Israele è uno Stato del tutto legittimo, che, per circostanze storiche e geografiche molto complesse, si viene a trovare al centro di un attacco concentrico dell’integralismo islamico che non ha niente a che fare col conflitto israelo-palestinese. Se magicamente si giungesse a una soluzione territoriale fra palestinesi e israeliani – e nessuno può augurarsi niente di diverso – e due Stati fossero finalmente disegnati nei loro confini per vivere l’uno accanto all’altro, sfido chiunque a dimostrare che allora si placherebbe l’attacco prima di tutto dei palestinesi stessi, e poi di Hamas, degli Hezbollah, della Siria, dell’Iran ormai prossimo al nucleare. Israele e gli ebrei sono al centro di un attacco ideologico pari soltanto a quello subìto alla vigilia della Seconda guerra mondiale: accusati, come li accusava Hitler, di essere loro stessi la causa delle guerre, tengono accesa la fiaccola della conquista islamista del mondo, servono allo scopo di galvanizzare un fronte sempre più largo e più organizzato. Israele è solo il fronte avanzato, di questa guerra. È il decenne Hendrich, il bambino olandese col dito nella falla della diga. Ma la guerra è contro di noi, Israele siamo noi, perché siamo attaccati dagli stessi fanatici che hanno intrapreso la reconquista islamica dopo secoli di intensa frustrazione di fronte al predominio occidentale.

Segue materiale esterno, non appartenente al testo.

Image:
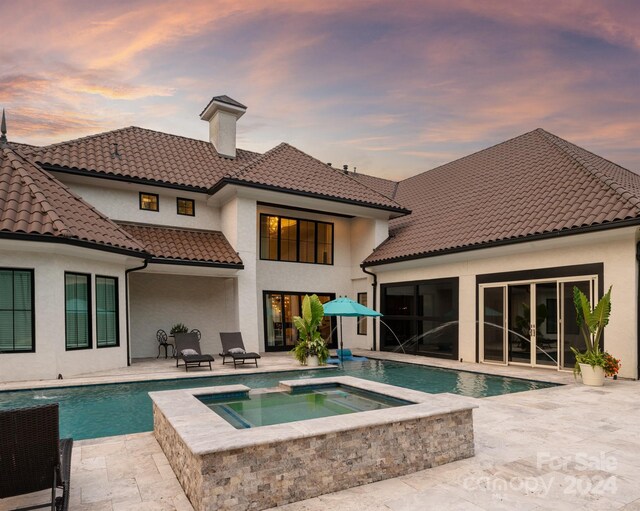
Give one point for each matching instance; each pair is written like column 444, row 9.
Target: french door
column 531, row 323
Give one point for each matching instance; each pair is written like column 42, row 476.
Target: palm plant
column 591, row 321
column 310, row 342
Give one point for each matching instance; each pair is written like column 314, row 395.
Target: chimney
column 222, row 113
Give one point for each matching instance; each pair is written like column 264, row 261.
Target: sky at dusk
column 393, row 88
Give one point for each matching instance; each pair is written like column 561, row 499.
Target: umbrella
column 344, row 306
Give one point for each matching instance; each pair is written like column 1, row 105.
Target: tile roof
column 534, row 184
column 286, row 168
column 33, row 202
column 178, row 161
column 184, row 245
column 379, row 184
column 145, row 154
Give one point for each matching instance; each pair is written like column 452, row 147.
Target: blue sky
column 392, row 88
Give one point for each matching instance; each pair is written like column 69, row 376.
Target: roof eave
column 188, row 262
column 75, row 242
column 510, row 241
column 115, row 177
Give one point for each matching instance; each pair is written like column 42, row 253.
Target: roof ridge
column 60, row 184
column 283, row 145
column 171, row 227
column 625, row 194
column 86, row 137
column 497, row 144
column 117, row 130
column 37, row 193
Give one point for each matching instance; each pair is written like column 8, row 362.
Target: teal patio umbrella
column 344, row 306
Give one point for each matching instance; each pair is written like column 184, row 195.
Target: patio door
column 493, row 324
column 531, row 323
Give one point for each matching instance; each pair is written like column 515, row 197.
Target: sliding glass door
column 531, row 323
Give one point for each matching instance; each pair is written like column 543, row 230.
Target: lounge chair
column 32, row 456
column 188, row 350
column 233, row 347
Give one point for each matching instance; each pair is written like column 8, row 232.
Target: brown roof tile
column 379, row 184
column 287, row 168
column 145, row 154
column 184, row 245
column 534, row 184
column 33, row 202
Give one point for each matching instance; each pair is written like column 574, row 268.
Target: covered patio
column 192, row 280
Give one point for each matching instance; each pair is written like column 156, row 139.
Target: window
column 106, row 312
column 16, row 311
column 77, row 299
column 280, row 308
column 186, row 207
column 423, row 316
column 295, row 240
column 149, row 201
column 362, row 322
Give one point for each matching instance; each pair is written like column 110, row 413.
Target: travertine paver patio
column 563, row 448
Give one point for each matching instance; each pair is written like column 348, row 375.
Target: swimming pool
column 254, row 409
column 93, row 411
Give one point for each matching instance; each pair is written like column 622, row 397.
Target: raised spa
column 250, row 410
column 237, row 448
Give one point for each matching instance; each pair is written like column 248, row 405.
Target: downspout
column 375, row 295
column 638, row 310
column 126, row 298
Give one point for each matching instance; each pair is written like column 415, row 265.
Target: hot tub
column 330, row 434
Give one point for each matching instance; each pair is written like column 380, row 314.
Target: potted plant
column 179, row 328
column 611, row 365
column 310, row 349
column 592, row 362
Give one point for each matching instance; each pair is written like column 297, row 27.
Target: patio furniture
column 32, row 455
column 233, row 347
column 163, row 342
column 188, row 350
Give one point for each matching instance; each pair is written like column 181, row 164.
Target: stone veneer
column 221, row 467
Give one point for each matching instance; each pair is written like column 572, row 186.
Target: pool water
column 266, row 408
column 93, row 411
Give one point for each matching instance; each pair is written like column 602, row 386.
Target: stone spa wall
column 268, row 466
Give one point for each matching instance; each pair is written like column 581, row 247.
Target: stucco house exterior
column 108, row 238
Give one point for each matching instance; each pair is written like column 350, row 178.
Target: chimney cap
column 224, row 103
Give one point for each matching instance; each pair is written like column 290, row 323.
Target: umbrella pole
column 341, row 345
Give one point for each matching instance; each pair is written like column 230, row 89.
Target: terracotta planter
column 593, row 376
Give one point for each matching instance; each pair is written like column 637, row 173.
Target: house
column 108, row 238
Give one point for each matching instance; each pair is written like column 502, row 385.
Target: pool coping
column 205, row 432
column 144, row 378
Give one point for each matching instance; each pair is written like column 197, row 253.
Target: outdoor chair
column 188, row 350
column 233, row 347
column 32, row 456
column 163, row 342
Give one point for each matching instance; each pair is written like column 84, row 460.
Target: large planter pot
column 593, row 376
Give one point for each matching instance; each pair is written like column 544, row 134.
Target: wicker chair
column 233, row 348
column 32, row 456
column 190, row 341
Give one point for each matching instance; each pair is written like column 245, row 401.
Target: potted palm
column 310, row 349
column 591, row 363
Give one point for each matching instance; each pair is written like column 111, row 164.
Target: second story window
column 186, row 207
column 149, row 201
column 295, row 240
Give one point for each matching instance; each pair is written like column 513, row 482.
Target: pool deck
column 563, row 448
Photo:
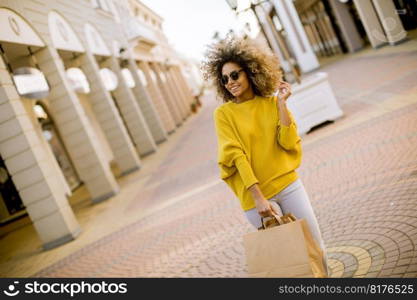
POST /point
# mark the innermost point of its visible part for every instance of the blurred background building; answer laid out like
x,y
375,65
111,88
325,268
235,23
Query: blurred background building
x,y
87,89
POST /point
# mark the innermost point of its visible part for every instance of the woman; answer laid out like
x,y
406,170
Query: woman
x,y
258,144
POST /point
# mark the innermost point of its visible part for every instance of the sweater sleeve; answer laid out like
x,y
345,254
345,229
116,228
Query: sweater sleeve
x,y
288,135
231,156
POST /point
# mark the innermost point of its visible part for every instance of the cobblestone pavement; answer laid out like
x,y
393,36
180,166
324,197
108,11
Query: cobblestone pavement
x,y
361,177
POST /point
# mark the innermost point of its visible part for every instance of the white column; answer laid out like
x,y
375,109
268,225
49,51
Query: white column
x,y
167,96
183,98
388,16
149,112
78,137
106,112
32,172
132,115
371,23
157,98
173,92
297,37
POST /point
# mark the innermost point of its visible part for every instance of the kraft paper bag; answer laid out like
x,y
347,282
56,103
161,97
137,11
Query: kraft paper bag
x,y
285,248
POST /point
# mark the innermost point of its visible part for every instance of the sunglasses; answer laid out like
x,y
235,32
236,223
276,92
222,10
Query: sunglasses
x,y
234,75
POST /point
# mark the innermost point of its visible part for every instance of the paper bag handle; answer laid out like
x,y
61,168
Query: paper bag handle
x,y
277,217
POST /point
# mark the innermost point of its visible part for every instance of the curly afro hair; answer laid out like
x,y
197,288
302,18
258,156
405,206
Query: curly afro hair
x,y
261,66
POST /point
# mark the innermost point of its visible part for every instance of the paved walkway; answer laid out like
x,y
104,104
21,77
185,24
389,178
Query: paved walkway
x,y
175,218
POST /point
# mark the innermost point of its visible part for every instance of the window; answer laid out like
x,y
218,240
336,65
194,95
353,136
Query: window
x,y
103,5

Gli europei, se ne parla più avanti, sono cresciuti da ormai molti anni in un’atmosfera di bambagia che li porta a vedere l’aggressione jihadista come confronto culturale fra diversi, che li porta a immaginare che con la parola si possano sostituire i fatti, che la diplomazia non sia un mezzo per risolvere i problemi, ma un fine cui piegare la dura realtà, e che il fronte del jihad possa essere gestito frammentando il problema in questioni economiche e territoriali. Ma è solo un modo di evitare il pensiero della guerra, il grande tabù della cultura democratica.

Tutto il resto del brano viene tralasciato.